La gestión de la pandemia proporciona un triste ejemplo de los graves problemas prácticos generados por esta incapacidad. Las medidas restrictivas de derechos que las autoridades españolas pueden adoptar para combatir una grave crisis sanitaria se regulan fundamentalmente en dos leyes orgánicas dictadas, respectivamente, en 1981 y 1986. La práctica ha puesto de manifiesto que ambas se han quedado obsoletas para hacer frente a una pandemia como la desencadenada por la covid19. Ninguna de ellas da una respuesta clara y adecuada a los problemas que aquí se han planteado, lo que ha ocasionado un monumental caos jurídico, que todavía hoy persiste. Sin embargo, a pesar de este caos y de los numerosos y serios varapalos judiciales que aquí ha recibido durante los últimos dos años, el Gobierno ni siquiera ha intentado promover una reforma de aquellas dos leyes orgánicas a fin de establecer reglas específicas que aclaren las cosas, despejen las dudas acerca de la posibilidad de tomar ciertas medidas sanitarias y establezcan las condiciones y los cauces apropiados para ello. Lo cual contrasta muy llamativamente con lo ocurrido en la mayoría de los países de nuestro entorno, que sí han aprobado una legislación específica, ajustada a las peculiaridades de la situación.

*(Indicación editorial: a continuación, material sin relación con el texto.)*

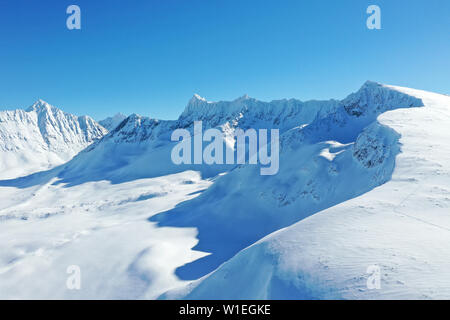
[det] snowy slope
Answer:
[169,86,450,299]
[152,82,423,280]
[35,95,339,184]
[0,100,107,179]
[98,113,127,131]
[0,82,450,299]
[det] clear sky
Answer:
[0,0,450,120]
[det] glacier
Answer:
[0,81,450,299]
[0,100,107,179]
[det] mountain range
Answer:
[0,81,450,299]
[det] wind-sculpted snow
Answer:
[0,82,450,299]
[0,100,107,178]
[164,87,450,299]
[98,113,127,131]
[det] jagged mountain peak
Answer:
[99,112,127,131]
[26,99,57,112]
[342,81,423,117]
[0,99,107,178]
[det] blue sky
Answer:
[0,0,450,119]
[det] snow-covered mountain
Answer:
[0,82,450,299]
[98,113,127,131]
[0,100,107,179]
[166,85,450,299]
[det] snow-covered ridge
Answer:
[98,113,127,131]
[0,100,107,178]
[166,86,450,299]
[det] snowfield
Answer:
[0,82,450,299]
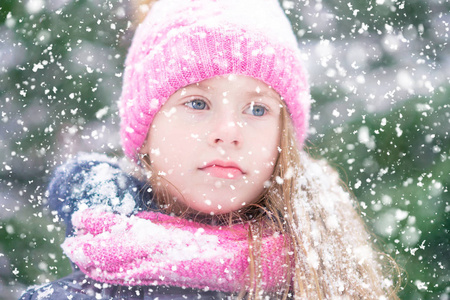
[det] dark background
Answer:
[0,0,450,299]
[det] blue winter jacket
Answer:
[20,154,231,300]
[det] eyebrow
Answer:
[246,89,281,100]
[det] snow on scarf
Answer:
[62,209,286,292]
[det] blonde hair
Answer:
[139,105,398,299]
[135,0,400,299]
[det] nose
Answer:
[208,112,243,147]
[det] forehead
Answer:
[183,74,281,100]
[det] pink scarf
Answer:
[62,209,286,292]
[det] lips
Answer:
[199,160,245,179]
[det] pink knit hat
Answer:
[120,0,310,159]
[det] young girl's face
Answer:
[141,75,281,214]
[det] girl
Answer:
[22,0,396,299]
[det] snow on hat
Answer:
[119,0,310,159]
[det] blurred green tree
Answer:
[0,0,450,299]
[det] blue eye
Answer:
[185,99,206,110]
[247,105,267,117]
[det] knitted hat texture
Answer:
[119,0,310,159]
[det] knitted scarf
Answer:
[62,209,287,292]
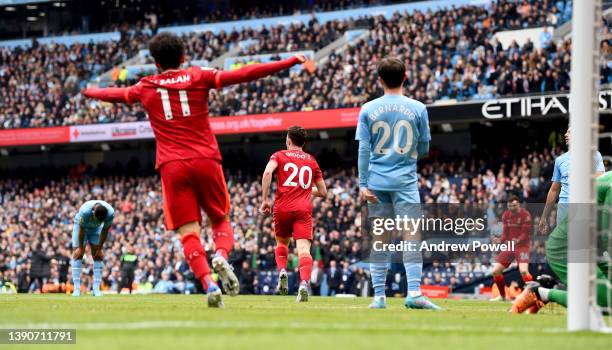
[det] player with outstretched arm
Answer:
[71,200,115,297]
[260,126,327,302]
[84,32,305,307]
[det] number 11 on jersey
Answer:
[157,88,191,120]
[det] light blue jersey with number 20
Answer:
[355,94,431,194]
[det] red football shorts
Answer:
[274,210,312,241]
[159,158,229,230]
[497,245,530,267]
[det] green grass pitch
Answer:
[0,295,612,350]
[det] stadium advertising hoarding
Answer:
[0,90,612,147]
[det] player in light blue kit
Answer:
[355,58,440,310]
[538,129,606,234]
[71,200,115,297]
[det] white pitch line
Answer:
[0,320,565,334]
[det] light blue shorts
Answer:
[72,221,102,248]
[368,190,422,218]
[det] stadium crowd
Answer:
[0,0,592,129]
[0,143,559,295]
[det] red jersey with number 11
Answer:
[270,150,323,212]
[125,67,221,168]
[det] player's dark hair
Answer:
[287,125,308,147]
[94,204,108,221]
[149,32,185,70]
[378,57,406,88]
[508,194,521,203]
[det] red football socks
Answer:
[181,232,214,290]
[274,242,289,271]
[212,220,234,260]
[298,253,312,282]
[493,274,506,298]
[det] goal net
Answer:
[567,0,612,332]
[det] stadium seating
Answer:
[0,1,592,128]
[0,145,559,295]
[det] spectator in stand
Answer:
[0,0,588,129]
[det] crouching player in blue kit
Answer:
[72,200,115,297]
[355,58,440,310]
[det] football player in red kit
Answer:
[491,195,533,301]
[84,33,305,307]
[261,126,327,302]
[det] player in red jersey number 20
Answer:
[84,33,305,307]
[261,126,327,302]
[491,195,533,301]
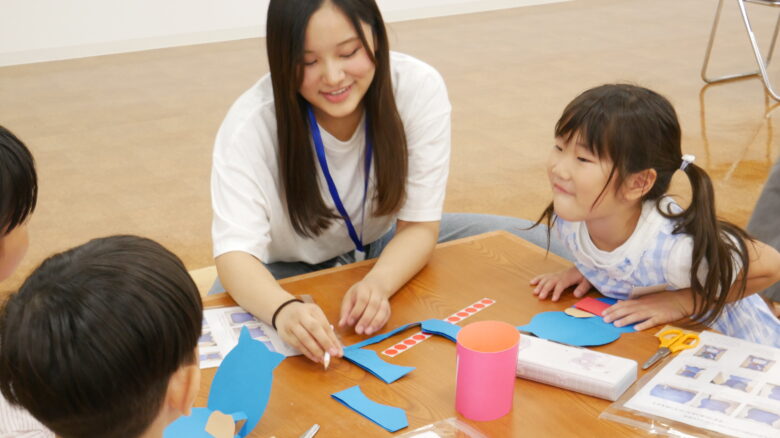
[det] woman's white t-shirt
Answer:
[211,52,451,264]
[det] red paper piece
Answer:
[574,297,610,316]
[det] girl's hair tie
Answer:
[680,154,696,172]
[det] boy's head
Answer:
[0,126,38,281]
[0,236,202,438]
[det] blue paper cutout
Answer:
[164,327,284,438]
[422,319,461,342]
[517,312,634,347]
[330,386,409,432]
[344,348,414,383]
[344,319,460,383]
[344,322,420,351]
[163,408,246,438]
[208,327,284,437]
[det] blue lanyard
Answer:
[307,105,373,252]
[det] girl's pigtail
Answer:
[527,202,555,252]
[665,163,750,325]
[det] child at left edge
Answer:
[0,125,54,438]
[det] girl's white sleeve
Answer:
[211,116,274,261]
[397,62,452,222]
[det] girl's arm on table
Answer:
[604,241,780,330]
[339,220,439,335]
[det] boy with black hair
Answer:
[0,126,54,438]
[0,236,203,438]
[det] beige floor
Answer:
[0,0,778,290]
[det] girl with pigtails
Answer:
[531,84,780,347]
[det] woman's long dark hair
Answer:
[266,0,408,237]
[537,84,751,325]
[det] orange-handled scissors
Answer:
[642,329,699,370]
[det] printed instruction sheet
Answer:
[198,306,301,369]
[625,331,780,438]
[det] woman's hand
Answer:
[531,266,592,301]
[603,289,693,331]
[276,303,344,362]
[339,276,390,335]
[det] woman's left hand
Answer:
[339,277,390,335]
[603,289,693,331]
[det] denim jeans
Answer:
[209,213,573,294]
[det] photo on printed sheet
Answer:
[740,354,775,373]
[758,383,780,401]
[737,405,780,430]
[696,394,739,415]
[650,384,697,404]
[228,309,257,328]
[199,351,222,362]
[693,345,727,360]
[710,373,755,392]
[676,365,707,379]
[233,324,276,351]
[198,329,217,350]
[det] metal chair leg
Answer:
[701,0,780,101]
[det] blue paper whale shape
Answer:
[163,327,284,438]
[517,312,635,347]
[163,408,246,438]
[208,327,284,437]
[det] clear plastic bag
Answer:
[398,417,487,438]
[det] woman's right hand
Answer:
[276,303,344,363]
[531,266,592,301]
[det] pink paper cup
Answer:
[455,321,520,421]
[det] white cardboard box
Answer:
[517,335,637,401]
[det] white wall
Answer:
[0,0,565,66]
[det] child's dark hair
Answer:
[0,236,203,438]
[0,125,38,236]
[537,84,751,325]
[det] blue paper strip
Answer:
[344,322,420,351]
[422,319,461,342]
[344,348,414,383]
[330,386,409,432]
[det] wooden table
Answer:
[196,232,658,438]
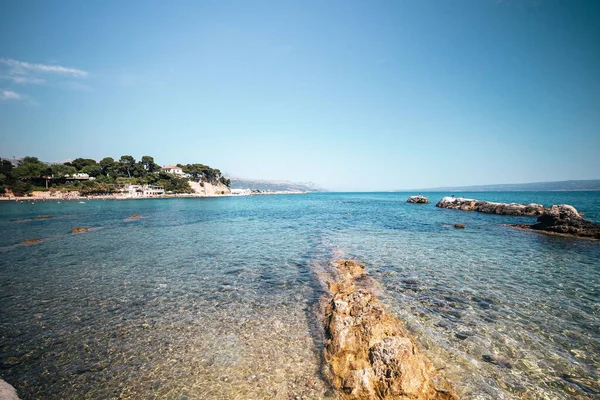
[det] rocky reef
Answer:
[510,204,600,239]
[0,379,19,400]
[406,194,429,204]
[323,260,458,400]
[435,197,547,215]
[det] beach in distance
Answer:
[0,192,600,399]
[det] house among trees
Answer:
[160,165,183,176]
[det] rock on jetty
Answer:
[323,260,458,400]
[510,204,600,239]
[435,197,547,215]
[406,195,429,204]
[0,379,19,400]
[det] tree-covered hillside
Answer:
[0,155,230,196]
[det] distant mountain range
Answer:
[228,177,325,192]
[398,179,600,192]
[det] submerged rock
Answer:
[510,204,600,239]
[435,197,546,215]
[125,214,142,221]
[406,195,429,204]
[323,260,458,400]
[0,379,19,400]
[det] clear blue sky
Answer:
[0,0,600,190]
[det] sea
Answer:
[0,191,600,400]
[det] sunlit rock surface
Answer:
[406,195,429,204]
[0,379,19,400]
[324,260,457,399]
[435,197,546,215]
[511,204,600,239]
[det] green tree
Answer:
[12,157,52,180]
[220,176,231,187]
[68,158,97,171]
[141,156,160,173]
[81,164,102,178]
[0,159,14,179]
[119,155,135,178]
[50,164,77,178]
[98,157,115,176]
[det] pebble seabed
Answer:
[0,195,600,399]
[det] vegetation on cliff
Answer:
[0,155,231,196]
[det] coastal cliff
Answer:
[189,181,231,196]
[324,260,458,400]
[435,197,547,215]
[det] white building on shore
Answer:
[114,185,165,197]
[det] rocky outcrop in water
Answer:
[324,260,458,400]
[435,197,547,215]
[511,204,600,239]
[406,195,429,204]
[0,379,19,400]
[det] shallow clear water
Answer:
[0,192,600,399]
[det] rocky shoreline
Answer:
[406,194,429,204]
[323,260,458,400]
[436,197,600,239]
[509,204,600,240]
[435,197,547,215]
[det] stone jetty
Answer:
[406,195,429,204]
[323,260,458,400]
[435,197,547,215]
[510,204,600,239]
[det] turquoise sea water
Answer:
[0,192,600,399]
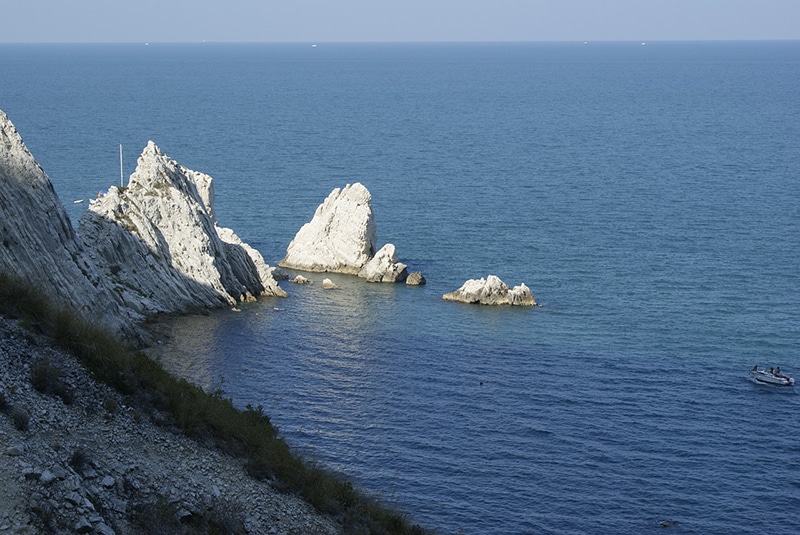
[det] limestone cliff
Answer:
[0,110,132,331]
[0,107,286,334]
[442,275,536,306]
[78,141,286,315]
[279,182,408,282]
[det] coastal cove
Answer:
[0,42,800,534]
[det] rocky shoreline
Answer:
[0,317,342,535]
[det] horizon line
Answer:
[0,37,800,46]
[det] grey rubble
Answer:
[0,317,340,535]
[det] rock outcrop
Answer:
[278,182,377,275]
[0,111,286,336]
[0,110,133,332]
[79,141,286,315]
[442,275,536,306]
[358,243,408,282]
[278,182,416,282]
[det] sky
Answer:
[0,0,800,43]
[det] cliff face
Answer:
[78,142,286,315]
[0,111,286,333]
[0,110,132,336]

El problema no es únicamente de cantidad, sino también de calidad. Las leyes adoptadas por las Cortes están cada vez más trufadas de preceptos jurídicamente irrelevantes, inanes, que no regulan, ordenan, prohíben ni permiten conductas, sino que se limitan a formular meras declaraciones de deseo, intención o conocimiento o a reiterar sin valor jurídico alguno lo que ya se establece en otros preceptos.

Repárese, por ejemplo, en la disposición adicional 130ª de la última Ley de Presupuestos Generales del Estado. En ella «se autoriza al Gobierno a impulsar una Ley para la creación de la Agencia Española de Supervisión de Inteligencia Artificial», y se «regulan» algunos aspectos de sus funciones, actividad y organización. Esta disposición es un perfecto brindis al sol, pura propaganda. El Gobierno no necesita autorización previa alguna para impulsar semejante ley. La iniciativa legislativa del Gobierno ya viene consagrada expresamente en la Constitución. Por otro lado, la regulación de los referidos aspectos prevista en esta disposición adicional no produce efectos jurídicos mientras la Agencia no se cree y, si más adelante se crea, tampoco los producirá, pues entonces será derogada por la regulación específica y más detallada que con toda seguridad establecerá la ley de creación.

Parece claro que detrás de esta preocupante deriva parlamentaria se encuentra la creciente fragmentación y polarización del espacio político español, tanto en su dimensión derecha-izquierda como en la relativa a la distribución territorial del poder. Menos evidentes son las causas últimas de este fenómeno y, sobre todo, los remedios que podrían aplicarse para afrontarlo y mitigar sus efectos más nocivos. Las cosas, en cualquier caso, pintan mal, entre otras razones, porque no parece que las Cortes tengan la capacidad de acometer las grandes reformas que seguramente son necesarias para tratar de arreglar el problema.